For the present and near future this right here is all anyone really needs to understand:

Quote
Getting back to the issues of the SLS development program.

Over the last year the best possible launch date has moved (slipped) 4 months over a period of time of 12 months. That is a slip rate of 1 month per quarter of development. The current best possible launch date in NASA's schedule (no schedule pad) is now Apr 2020. That is 21 months from now or 7 quarters. To calculate the possible schedule pad needed at this current slip rate you also have to contend with a compounding factor. As the best possible moves out more time is added and as more time to launch then the slip factor is applied to that also.

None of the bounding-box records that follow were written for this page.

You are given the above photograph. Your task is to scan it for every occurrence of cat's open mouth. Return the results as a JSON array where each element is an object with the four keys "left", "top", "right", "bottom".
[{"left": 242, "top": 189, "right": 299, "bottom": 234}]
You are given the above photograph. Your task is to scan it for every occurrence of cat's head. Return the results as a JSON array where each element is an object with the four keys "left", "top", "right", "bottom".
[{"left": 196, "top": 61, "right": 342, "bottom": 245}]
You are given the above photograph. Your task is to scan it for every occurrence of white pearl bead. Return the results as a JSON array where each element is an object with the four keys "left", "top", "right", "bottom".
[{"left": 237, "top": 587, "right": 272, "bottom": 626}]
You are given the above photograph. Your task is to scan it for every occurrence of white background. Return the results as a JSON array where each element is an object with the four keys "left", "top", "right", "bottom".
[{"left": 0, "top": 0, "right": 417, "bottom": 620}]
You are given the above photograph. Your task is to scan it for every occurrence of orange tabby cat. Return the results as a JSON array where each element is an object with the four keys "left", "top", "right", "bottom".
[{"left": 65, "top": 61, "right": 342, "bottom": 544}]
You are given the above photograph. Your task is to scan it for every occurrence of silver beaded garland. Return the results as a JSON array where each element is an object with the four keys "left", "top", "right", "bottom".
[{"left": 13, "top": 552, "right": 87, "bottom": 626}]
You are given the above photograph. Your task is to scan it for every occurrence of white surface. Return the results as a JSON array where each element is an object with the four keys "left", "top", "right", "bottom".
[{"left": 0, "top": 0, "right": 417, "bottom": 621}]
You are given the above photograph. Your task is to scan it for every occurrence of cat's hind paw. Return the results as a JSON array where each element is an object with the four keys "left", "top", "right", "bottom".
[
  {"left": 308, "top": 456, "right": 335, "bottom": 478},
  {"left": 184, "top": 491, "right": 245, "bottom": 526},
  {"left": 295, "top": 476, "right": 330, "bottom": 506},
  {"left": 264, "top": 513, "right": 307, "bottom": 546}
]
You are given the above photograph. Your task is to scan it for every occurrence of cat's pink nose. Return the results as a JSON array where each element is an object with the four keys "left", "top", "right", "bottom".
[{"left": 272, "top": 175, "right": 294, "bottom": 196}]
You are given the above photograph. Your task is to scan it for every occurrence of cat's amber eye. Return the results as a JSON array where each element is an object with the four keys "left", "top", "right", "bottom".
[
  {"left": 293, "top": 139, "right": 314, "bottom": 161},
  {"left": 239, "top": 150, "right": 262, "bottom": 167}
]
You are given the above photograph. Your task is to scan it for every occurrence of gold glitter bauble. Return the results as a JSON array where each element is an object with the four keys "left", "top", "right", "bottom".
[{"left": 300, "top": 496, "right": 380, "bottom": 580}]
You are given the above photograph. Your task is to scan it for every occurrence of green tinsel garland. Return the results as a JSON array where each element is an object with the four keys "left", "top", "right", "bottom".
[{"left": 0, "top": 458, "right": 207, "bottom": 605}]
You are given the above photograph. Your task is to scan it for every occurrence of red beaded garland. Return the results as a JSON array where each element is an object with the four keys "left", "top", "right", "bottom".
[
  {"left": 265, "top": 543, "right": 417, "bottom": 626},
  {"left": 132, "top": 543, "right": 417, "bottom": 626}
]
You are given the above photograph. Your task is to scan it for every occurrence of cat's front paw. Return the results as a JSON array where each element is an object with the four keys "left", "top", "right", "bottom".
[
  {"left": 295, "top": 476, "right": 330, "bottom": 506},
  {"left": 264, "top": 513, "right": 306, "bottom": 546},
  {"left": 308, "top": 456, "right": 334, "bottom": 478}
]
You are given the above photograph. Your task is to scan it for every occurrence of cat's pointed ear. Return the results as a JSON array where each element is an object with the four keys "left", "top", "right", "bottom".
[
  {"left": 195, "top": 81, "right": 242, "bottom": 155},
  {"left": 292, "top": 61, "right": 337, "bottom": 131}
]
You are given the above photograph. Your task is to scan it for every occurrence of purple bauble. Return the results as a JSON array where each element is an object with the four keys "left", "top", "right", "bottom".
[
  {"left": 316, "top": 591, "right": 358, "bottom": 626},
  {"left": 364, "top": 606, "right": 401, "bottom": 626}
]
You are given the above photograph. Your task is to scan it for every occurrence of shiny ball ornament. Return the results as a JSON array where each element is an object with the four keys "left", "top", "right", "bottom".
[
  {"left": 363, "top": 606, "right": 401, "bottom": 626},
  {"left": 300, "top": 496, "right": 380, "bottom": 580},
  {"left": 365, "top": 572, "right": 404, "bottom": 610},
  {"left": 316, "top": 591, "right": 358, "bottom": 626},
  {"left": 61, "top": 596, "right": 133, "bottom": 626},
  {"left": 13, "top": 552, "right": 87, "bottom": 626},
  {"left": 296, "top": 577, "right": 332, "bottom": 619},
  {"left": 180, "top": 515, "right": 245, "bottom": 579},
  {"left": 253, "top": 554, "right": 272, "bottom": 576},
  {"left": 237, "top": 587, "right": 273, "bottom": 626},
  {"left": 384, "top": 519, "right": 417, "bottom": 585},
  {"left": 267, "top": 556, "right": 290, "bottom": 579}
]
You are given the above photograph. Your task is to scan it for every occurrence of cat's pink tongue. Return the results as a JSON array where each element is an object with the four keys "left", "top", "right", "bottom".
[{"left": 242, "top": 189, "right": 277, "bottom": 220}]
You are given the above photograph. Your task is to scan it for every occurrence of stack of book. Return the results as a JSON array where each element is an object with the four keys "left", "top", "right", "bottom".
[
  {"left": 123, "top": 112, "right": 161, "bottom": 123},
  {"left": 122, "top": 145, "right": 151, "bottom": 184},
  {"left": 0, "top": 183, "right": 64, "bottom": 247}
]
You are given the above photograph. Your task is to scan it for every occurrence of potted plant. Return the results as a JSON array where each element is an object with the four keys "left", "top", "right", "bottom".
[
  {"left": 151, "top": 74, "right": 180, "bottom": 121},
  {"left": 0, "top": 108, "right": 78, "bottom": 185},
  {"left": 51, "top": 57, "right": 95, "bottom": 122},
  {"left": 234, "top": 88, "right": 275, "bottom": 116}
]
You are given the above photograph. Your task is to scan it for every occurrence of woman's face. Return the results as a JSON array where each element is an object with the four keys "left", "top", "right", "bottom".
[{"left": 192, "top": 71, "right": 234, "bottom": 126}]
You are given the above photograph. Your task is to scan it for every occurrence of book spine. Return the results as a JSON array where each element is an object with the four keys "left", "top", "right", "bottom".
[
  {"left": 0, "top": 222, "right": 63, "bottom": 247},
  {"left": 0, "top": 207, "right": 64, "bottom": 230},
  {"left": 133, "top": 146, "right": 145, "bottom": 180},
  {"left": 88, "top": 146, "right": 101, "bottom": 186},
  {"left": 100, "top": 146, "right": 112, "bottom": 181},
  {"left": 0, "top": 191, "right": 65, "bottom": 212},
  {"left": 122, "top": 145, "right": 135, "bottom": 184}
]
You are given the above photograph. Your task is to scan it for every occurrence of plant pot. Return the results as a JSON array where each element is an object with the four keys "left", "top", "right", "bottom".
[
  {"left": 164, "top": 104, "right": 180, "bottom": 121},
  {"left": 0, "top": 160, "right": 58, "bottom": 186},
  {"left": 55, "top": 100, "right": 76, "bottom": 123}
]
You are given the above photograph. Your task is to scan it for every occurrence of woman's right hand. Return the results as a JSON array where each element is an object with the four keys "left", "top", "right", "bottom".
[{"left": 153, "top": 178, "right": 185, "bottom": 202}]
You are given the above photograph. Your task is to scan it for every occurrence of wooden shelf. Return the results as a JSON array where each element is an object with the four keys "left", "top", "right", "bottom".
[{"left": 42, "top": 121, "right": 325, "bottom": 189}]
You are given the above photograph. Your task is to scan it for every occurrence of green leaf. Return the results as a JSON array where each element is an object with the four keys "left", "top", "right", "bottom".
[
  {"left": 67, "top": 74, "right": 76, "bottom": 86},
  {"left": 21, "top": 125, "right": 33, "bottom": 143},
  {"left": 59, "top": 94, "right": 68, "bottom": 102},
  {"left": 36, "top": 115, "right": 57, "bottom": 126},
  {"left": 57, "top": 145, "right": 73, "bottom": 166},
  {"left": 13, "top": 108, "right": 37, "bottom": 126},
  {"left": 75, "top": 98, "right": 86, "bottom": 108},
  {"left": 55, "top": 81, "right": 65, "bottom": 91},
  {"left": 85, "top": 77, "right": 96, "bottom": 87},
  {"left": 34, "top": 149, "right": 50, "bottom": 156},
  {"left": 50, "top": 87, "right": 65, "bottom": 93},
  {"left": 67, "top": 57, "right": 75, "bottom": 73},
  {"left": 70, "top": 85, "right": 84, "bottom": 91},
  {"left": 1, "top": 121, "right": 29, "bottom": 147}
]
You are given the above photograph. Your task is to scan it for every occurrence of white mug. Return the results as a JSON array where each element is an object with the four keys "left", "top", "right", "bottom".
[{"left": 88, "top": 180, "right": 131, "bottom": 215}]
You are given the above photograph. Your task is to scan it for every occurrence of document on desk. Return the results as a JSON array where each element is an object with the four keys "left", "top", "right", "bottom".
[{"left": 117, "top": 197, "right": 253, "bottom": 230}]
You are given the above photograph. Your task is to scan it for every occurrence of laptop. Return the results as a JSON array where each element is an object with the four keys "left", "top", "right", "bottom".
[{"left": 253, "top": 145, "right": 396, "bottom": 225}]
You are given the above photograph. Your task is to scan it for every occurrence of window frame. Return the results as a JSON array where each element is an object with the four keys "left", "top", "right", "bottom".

This then gives a needed schedule pad of 10 months between the current best possible launch date of Apr 2020 and the high likelihood date of +10 months of Feb 2021.

Here is the rub. By the time this thing makes it's first flight, which will be un-manned and in-capable of doing an actual mission thanks to the program's own ridiculous timeline and requirements, it will be 'too late'.

What flies in 2020-2022 will not be an operational vehicle or "The real" SLS, it will be a one or at most a two off vehicle.

Meanwhile at the same time:
New Glenn will either be in service or nearing service
Vulcan will most likely be beginning service
ACES will be in service
FH block 5 will be in service with a USAF option for a raptor upper stage, unlikely though actual utilization may be.
BFR will be either close to service or entering service depending on technical challenges and/or any re-designs due things discovered in the test campaign. The test campaign is underway right now with the first BFS test vehicle either already under construction or due to start shortly.
The raptor engine exists right now, though scaling remains a mystery as details are tightly held in house at this time.
BE-4 is under going it's flight test validation program right now
Vulcan is under development right now and an exit path for DIV and Atlas V is in sight.
ACES honestly could enter service whenever ULA really want's it to.
NG, which now owns Orbital ATK, may well seek to develop a next gen EELV as well. I would be shocked if they don't try to get in on this and they have the capital available for a pretty aggressive effort if they choose to exert it. 

Meanwhile the "not the real SLS" SLS test vehicle has yet to even be fully constructed. Yet all of the above has been accomplished for less and in less time.

This is what I mean when I say it's a joke, this literally is a joke. It is a joke to think SLS provides anything you actually will need, or even will ever be capable or providing anything needed, its a joke to think the program is doing okay, and its a joke to continue this farce.

For the same cost as the  SLS program we could bid launches on all of the aforementioned and build mission hardware for actual missions to somewhere VERY SOON as opposed to nowhere never (2050+). There is no reason to continue this even a month longer other than politics pure and simple.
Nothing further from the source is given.